Ce rapport est en effet une excellente base de travail, qui reprend de nombreux rapports de terrain. Le bilan est établi, et les propositions de bon sens. Cela étant, il faudra pour les concrétiser de l'argent et des réformes plus que de nouvelles lois, ce qui est souvent la quadrature du cercle... Espérons que le futur gouvernement, quel qu'il soit, l'utilisera pour améliorer le fonctionnement de la justice, sans qu'il soit besoin de beaucoup innover dans la législation. Des améliorations du droit sont souhaitables, mais elles requerraient une vision d'ensemble qui a manqué ces dernières années, surtout en matière pénale.

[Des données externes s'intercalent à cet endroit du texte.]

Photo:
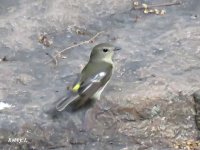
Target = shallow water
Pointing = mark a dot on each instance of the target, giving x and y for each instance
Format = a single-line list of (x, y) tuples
[(148, 103)]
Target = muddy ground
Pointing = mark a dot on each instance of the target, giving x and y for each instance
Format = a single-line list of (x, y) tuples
[(148, 103)]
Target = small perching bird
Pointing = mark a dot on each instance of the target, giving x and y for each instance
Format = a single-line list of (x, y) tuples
[(93, 78)]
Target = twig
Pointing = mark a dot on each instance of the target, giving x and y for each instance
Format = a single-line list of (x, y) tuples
[(159, 5), (54, 58)]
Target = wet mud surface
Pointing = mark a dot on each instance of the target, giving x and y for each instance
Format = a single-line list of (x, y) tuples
[(148, 103)]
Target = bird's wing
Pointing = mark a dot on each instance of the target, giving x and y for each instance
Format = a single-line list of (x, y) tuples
[(67, 100), (85, 91)]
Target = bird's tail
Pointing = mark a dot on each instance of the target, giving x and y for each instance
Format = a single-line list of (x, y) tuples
[(66, 101)]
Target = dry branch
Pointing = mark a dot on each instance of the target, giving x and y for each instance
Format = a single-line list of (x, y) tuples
[(159, 5), (58, 54)]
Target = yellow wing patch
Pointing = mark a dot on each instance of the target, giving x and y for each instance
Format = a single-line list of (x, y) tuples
[(76, 87)]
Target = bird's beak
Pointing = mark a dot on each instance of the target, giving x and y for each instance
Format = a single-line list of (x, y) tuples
[(117, 49)]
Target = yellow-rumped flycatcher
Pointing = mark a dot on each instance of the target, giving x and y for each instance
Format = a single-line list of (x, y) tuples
[(93, 78)]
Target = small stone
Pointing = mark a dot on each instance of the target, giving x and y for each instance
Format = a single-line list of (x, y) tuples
[(196, 96), (25, 79)]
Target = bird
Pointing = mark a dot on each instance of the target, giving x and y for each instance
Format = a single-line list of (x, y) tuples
[(93, 78)]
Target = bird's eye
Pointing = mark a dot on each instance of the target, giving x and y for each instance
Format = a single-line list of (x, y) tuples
[(105, 50)]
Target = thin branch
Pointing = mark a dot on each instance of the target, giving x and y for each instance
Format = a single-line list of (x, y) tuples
[(58, 54), (159, 5)]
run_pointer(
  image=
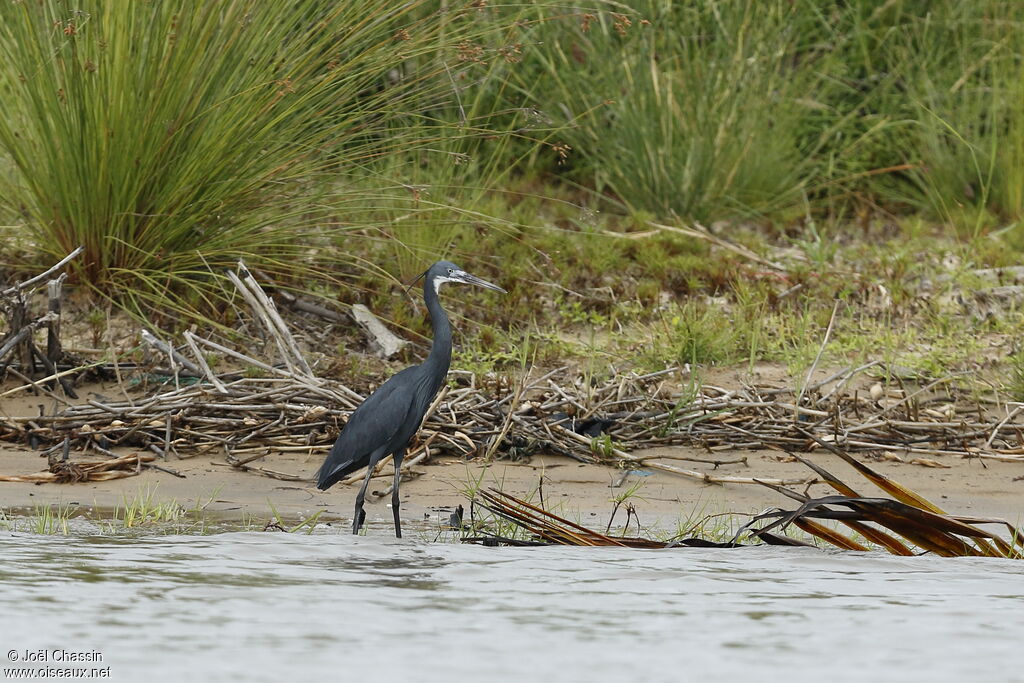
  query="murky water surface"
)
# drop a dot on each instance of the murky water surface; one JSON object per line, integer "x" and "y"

Le statut des magistrats mériterait à lui seul un débat spécifique. Il est nécessaire de faire évoluer leur recrutement, leur formation et de renforcer leur indépendance, qui va de pair avec une certaine neutralité - nul besoin d'y insister.
Créer un tribunal unique de première instance serait une excellente chose. Vous en excluez cependant les compétences des tribunaux de commerce et des conseils de prud'hommes. Une réflexion sur la coordination de toutes les juridictions de ce niveau serait à tout le moins souhaitable.

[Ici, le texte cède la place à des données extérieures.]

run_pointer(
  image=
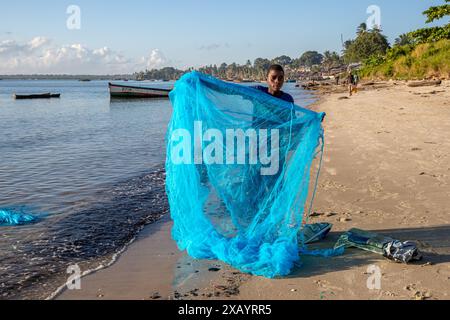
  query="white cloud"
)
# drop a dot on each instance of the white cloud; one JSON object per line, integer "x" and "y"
{"x": 156, "y": 60}
{"x": 40, "y": 55}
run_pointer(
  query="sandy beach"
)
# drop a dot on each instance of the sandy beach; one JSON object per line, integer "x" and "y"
{"x": 386, "y": 169}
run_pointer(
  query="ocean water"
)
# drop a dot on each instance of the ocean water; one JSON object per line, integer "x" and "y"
{"x": 90, "y": 168}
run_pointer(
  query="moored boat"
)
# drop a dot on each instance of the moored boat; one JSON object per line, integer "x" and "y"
{"x": 126, "y": 91}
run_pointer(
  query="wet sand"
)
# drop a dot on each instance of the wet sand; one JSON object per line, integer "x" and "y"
{"x": 386, "y": 169}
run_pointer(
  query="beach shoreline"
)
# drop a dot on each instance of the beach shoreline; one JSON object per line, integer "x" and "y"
{"x": 385, "y": 169}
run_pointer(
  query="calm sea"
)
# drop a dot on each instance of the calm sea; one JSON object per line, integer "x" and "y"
{"x": 89, "y": 167}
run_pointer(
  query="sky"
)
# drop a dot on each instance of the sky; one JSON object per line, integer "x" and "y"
{"x": 107, "y": 37}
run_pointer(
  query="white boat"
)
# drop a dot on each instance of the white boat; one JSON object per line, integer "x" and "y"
{"x": 126, "y": 91}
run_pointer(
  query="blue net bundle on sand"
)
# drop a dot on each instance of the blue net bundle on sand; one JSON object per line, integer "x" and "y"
{"x": 238, "y": 174}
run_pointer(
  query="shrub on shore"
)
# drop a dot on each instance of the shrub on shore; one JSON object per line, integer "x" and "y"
{"x": 428, "y": 60}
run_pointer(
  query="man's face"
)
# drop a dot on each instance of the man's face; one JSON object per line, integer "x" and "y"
{"x": 275, "y": 80}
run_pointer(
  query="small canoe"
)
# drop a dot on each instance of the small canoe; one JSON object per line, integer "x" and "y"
{"x": 125, "y": 91}
{"x": 36, "y": 96}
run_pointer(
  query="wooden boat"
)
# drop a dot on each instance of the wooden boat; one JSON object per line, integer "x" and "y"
{"x": 126, "y": 91}
{"x": 36, "y": 96}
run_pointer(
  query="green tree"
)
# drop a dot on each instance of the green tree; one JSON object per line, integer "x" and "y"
{"x": 433, "y": 34}
{"x": 282, "y": 60}
{"x": 331, "y": 60}
{"x": 310, "y": 58}
{"x": 367, "y": 44}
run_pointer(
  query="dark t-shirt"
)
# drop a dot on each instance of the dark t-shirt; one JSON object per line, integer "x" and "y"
{"x": 283, "y": 96}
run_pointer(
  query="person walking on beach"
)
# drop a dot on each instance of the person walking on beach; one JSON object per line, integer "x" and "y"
{"x": 350, "y": 81}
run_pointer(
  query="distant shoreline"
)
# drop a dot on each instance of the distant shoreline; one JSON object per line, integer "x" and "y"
{"x": 66, "y": 77}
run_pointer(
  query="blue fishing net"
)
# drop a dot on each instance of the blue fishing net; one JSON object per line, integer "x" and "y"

Le juge d'instance a déjà une mission de conciliation, puisqu'au terme de l'article 829 du code de procédure civile, « la demande en justice est formée par assignation à fin de conciliation et, à défaut, de jugement ». Certes, le nombre de dossiers empêche les choses de se dérouler ainsi, d'où la création des conciliateurs qui, au passage, ne concilient pas beaucoup. Vous proposez qu'en cas de désaccord, le conciliateur transmette au juge le bulletin de non-conciliation : c'est une fausse bonne idée, car la conciliation n'a de sens que par elle-même, les gens s'en détourneront, ou bien le juge d'instance aura naturellement tendance à entériner la solution du conciliateur.

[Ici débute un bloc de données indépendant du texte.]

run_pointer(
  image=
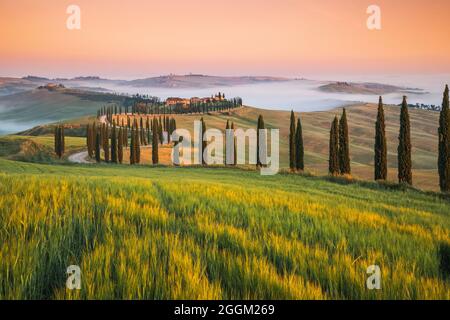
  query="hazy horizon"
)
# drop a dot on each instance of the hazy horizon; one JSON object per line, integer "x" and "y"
{"x": 288, "y": 37}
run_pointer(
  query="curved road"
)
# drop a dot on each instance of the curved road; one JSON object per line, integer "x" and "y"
{"x": 80, "y": 157}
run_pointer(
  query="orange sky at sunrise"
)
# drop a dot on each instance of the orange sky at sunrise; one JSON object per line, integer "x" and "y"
{"x": 225, "y": 37}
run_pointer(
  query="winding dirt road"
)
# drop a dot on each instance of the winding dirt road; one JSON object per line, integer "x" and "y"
{"x": 79, "y": 157}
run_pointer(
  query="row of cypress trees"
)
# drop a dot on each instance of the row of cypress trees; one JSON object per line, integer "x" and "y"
{"x": 339, "y": 138}
{"x": 404, "y": 145}
{"x": 59, "y": 141}
{"x": 296, "y": 147}
{"x": 444, "y": 144}
{"x": 113, "y": 141}
{"x": 339, "y": 149}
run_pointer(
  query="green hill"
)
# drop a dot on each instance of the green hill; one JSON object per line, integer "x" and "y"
{"x": 201, "y": 233}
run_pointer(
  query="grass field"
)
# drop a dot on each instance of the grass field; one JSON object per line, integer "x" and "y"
{"x": 208, "y": 233}
{"x": 36, "y": 148}
{"x": 361, "y": 121}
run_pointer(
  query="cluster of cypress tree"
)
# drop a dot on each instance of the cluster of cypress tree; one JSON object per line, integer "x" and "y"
{"x": 444, "y": 144}
{"x": 296, "y": 147}
{"x": 339, "y": 153}
{"x": 59, "y": 141}
{"x": 135, "y": 146}
{"x": 145, "y": 126}
{"x": 146, "y": 105}
{"x": 99, "y": 137}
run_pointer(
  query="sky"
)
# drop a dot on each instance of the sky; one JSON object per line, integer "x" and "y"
{"x": 138, "y": 38}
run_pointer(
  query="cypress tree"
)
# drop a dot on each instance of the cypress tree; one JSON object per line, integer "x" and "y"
{"x": 155, "y": 159}
{"x": 404, "y": 146}
{"x": 235, "y": 147}
{"x": 204, "y": 143}
{"x": 132, "y": 148}
{"x": 120, "y": 146}
{"x": 333, "y": 163}
{"x": 137, "y": 145}
{"x": 125, "y": 137}
{"x": 56, "y": 140}
{"x": 63, "y": 141}
{"x": 260, "y": 126}
{"x": 444, "y": 144}
{"x": 114, "y": 145}
{"x": 344, "y": 148}
{"x": 299, "y": 148}
{"x": 227, "y": 127}
{"x": 106, "y": 143}
{"x": 97, "y": 146}
{"x": 292, "y": 142}
{"x": 88, "y": 140}
{"x": 380, "y": 145}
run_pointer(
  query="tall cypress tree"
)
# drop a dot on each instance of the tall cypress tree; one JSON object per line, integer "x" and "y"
{"x": 344, "y": 148}
{"x": 333, "y": 162}
{"x": 114, "y": 145}
{"x": 292, "y": 142}
{"x": 97, "y": 146}
{"x": 299, "y": 148}
{"x": 59, "y": 141}
{"x": 120, "y": 146}
{"x": 227, "y": 127}
{"x": 132, "y": 147}
{"x": 155, "y": 158}
{"x": 235, "y": 146}
{"x": 63, "y": 141}
{"x": 380, "y": 144}
{"x": 404, "y": 146}
{"x": 204, "y": 143}
{"x": 444, "y": 144}
{"x": 260, "y": 126}
{"x": 137, "y": 146}
{"x": 106, "y": 143}
{"x": 56, "y": 140}
{"x": 125, "y": 137}
{"x": 88, "y": 140}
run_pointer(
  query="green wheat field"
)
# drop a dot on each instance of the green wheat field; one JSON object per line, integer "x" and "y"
{"x": 214, "y": 233}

Je diverge également sur la conception de l'appel. La tendance, dans les couloirs de la chancellerie, est de considérer que le juge d'appel ne devrait rejuger qu'en droit. Je ne crois pas qu'il faille resserrer l'entonnoir, car il y a déjà la Cour de cassation. La juridiction d'appel doit conserver une vision globale du litige : c'est une bonne tradition.
Un mot sur l'aide juridictionnelle. On connaît les positions des uns et des autres sur le « droit de timbre ». Faire participer la partie perdante procède d'une bonne intention, mais me semble être un voeu pieux... Clarifier les règles relatives aux contrats de protection juridique est en revanche une bonne chose, car nos concitoyens ont souvent plusieurs contrats dont ils ignorent l'existence. Sophie Joissains et moi-même avons naguère proposé de mettre à contribution les compagnies d'assurance sur ces contrats. Mais leur lobbying est puissant...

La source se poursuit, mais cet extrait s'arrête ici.